A University of Manitoba Students’ Union (UMSU) vice-presidential candidate has apologized for comments made in November regarding a federal government bill that would provide further protections for transgender people in Canada.
In a social media post from Nov. 22, One UMSU vice-president finance and operations candidate Jehan Moorthy criticized a government bill that would amend the Canadian Human Rights Act to add gender identity and gender expression to a list of prohibited grounds of discrimination.
In the post, Moorthy wrote: “could go to Jail and be fined for not referring to someone as ‘he’ or ‘she.’ Right how do I get off Planet Earth. I’ve had it. I’ve had enough,” and provided a link to Liberal justice minister Jodie Wilson-Raybould’s statement on the passage of the bill from Nov. 18.
Moorthy’s post has since been deleted.
The law, titled Bill C-16, would also amend the Criminal Code of Canada to extend protections against hate propaganda or offences motivated by bias, prejudice, or hate to transgender Canadians.
Bill C-16 passed in the House of Commons 248 to 40 on Oct. 18, but has not yet been voted on in the Senate.
The comments are especially pertinent, as during a segment of One UMSU’s official campaign video released on March 2 , Moorthy discussed his slate’s goal to “promote and celebrate all of our students, no matter what their religion, race, gender, or sexuality.”
Former UMSU LGBTTQ* representative and transgender U of M student Theo DeSilva said he was “saddened” when he became aware of Moorthy’s comments.
“Someone that is running to represent all students on campus showed his disdain to using the appropriate pronouns for a person,” he said.
“As a transgender person, I do not feel that comfortable voting for someone who questions something that is as simple as treating me as the person I am.”
Moorthy apologized for his comments Monday in an email to the Manitoban, saying that he did not understand the ramifications of Bill C-16 when he made the comments.
“I apologize to the trans community for my insensitivity when making that post,” he said. “I realized I made a mistake and deleted it shortly after posting it.”
Moorthy also indicated that he is willing to take some form of sensitivity or ally training.

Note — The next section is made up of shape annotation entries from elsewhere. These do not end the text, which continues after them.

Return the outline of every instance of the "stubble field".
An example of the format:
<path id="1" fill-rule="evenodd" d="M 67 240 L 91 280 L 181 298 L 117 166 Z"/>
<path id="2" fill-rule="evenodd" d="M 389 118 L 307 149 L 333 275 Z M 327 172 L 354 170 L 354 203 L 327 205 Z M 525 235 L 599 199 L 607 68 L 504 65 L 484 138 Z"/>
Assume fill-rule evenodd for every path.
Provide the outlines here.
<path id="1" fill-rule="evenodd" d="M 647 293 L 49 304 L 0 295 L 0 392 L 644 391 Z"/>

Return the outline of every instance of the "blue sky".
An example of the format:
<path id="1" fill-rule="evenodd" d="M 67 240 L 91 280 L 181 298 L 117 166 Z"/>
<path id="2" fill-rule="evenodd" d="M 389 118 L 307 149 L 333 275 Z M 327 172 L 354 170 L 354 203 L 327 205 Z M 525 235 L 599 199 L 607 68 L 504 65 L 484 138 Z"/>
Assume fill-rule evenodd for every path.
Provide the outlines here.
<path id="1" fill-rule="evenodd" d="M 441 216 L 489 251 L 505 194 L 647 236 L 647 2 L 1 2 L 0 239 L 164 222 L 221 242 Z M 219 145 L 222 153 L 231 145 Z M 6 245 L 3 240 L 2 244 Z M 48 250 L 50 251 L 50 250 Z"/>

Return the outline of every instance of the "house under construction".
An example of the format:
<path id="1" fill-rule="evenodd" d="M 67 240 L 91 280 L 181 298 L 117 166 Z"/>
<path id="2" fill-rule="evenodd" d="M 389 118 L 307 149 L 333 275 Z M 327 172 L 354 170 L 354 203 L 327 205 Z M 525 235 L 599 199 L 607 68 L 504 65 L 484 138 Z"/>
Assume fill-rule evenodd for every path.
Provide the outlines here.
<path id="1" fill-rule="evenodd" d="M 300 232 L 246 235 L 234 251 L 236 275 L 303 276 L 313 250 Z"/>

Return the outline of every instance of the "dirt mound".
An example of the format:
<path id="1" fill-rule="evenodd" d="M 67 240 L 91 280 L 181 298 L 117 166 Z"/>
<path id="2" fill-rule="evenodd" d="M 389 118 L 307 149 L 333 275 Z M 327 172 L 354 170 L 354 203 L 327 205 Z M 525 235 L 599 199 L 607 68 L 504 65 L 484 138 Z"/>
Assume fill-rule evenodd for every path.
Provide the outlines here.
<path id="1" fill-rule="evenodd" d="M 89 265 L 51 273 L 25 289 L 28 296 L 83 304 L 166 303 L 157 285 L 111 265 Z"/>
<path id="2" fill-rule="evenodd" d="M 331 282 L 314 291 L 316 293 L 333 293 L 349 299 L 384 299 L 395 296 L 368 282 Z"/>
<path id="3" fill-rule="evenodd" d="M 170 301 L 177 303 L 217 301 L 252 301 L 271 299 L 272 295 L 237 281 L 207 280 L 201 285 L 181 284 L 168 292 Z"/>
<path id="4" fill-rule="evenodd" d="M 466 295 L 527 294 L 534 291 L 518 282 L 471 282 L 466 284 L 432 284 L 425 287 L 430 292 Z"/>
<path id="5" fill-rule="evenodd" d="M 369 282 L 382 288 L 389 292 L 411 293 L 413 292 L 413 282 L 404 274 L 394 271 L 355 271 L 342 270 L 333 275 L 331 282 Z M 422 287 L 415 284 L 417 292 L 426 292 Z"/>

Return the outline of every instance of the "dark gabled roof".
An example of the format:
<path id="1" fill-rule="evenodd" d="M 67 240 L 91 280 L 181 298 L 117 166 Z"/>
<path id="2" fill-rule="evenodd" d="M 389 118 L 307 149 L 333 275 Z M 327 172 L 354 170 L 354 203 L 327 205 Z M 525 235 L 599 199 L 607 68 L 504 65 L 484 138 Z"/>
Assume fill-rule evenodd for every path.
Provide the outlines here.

One UMSU presidential candidate and current UMSU president Tanjit Nagra said that she was previously unaware of Moorthy’s comments and that she wanted him to apologize.
“Jehan is aware that UMSU recently passed a position statement that promotes an equitable campus and opposes transphobia,” she said in an email.
“He is aware that if he wants to be an acting officer of UMSU that he must represent this position to the best of his ability.”
Rainbow Pride Mosaic (RPM) – an UMSU service group and campus safe space for LGBTTQ* students and staff – coordinator Brandon Clayton said he is satisfied with Moorthy’s apology.
“We are glad Moorthy realized his mistake and we are glad he will have a more inclusive mindset moving forward,” Clayton said. “It is important that people on [UMSU] council realize they represent all students, no matter who they are.”
Clayton also said that RPM would offer ally awareness training in the future for any students “for learning opportunities on LGBTTQ* issues.”
DeSilva, however, said he was not satisfied with Moorthy’s apology and insisted the VP finance and operations candidate take the training.
When asked whether she thinks Moorthy should take some form of sensitivity training, Nagra said “I think all students should receive bystander intervention, consent culture, mental health first aid, allied, and sensitivity training. However, enforcing this would be very difficult.”